Rather than primarily situating
ourselves in the context of the bitterness and the rancour of our society's discourse. That doesn't mean that we won't speak into such discourse but we need to speak into it from hearts that are grounded outside of it. This, it seems to me, requires grounding ourselves outside of social media.
Such a grounding will also mean that we are not primarily
thinking about Christian truth in order to persuade or to confute other parties, which is a danger inherent in an apologetic's mindset. When we think about Christian truth it should not be primarily because we are preoccupied with the need to tackle the errors of some other party or even by the need to win them over, but because God's truth is good in itself and worthy of pursuit. Pursuing the truth in this way, when we do come to the apologetic encounter, we can handle it rather differently.
From a position of confidence
for instance, one that is not defensive or reactive or needing to please the other party. Likewise with the position of such self-differentiation we can really listen to people who come to us from different perspectives. We needn't be so guarded or on edge.
We can genuinely
hear people out, affirm what is good and true in their positions and reject what is false or evil.
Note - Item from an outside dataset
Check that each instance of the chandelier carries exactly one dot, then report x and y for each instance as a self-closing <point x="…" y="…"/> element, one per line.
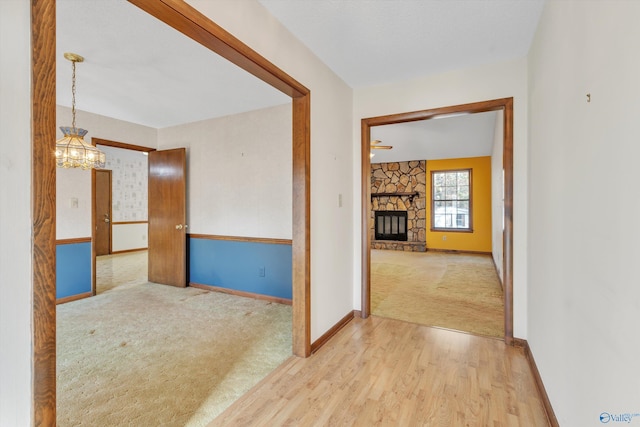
<point x="71" y="150"/>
Much of the point of this series has been to show that good and healthy thought is as much a result of carefully curating our environments, of carefully guarding our emotions and managing our relations, of recognising the dangers of our technologies and the subtle problems with over-dependence upon certain modes of thought. Pursuit of healthy thought will require management of our own hearts, our relationship with God and our neighbour, and also a mindfulness of the dangers and the tendencies of the different contexts into which we speak.
Thought is a relational activity and to be carried out well it needs to be
carried out in the context of healthy relations. Thought is also something that is forged primarily in the context of discourse, of conversation. And functional conversations don't just happen.
They require curation, they require care, they require functional contexts in which to operate. They require habits and postures of mind that in many respects precede the intellectual task itself. If then we are to be faithful and good Christian thinkers, we need to give a lot of attention to these factors that craft our epistemological environments.
As we do
so we will be better equipped to think and to speak and most importantly we'll have minds more receptive to, open to and fitted for the pursuit of God's truth.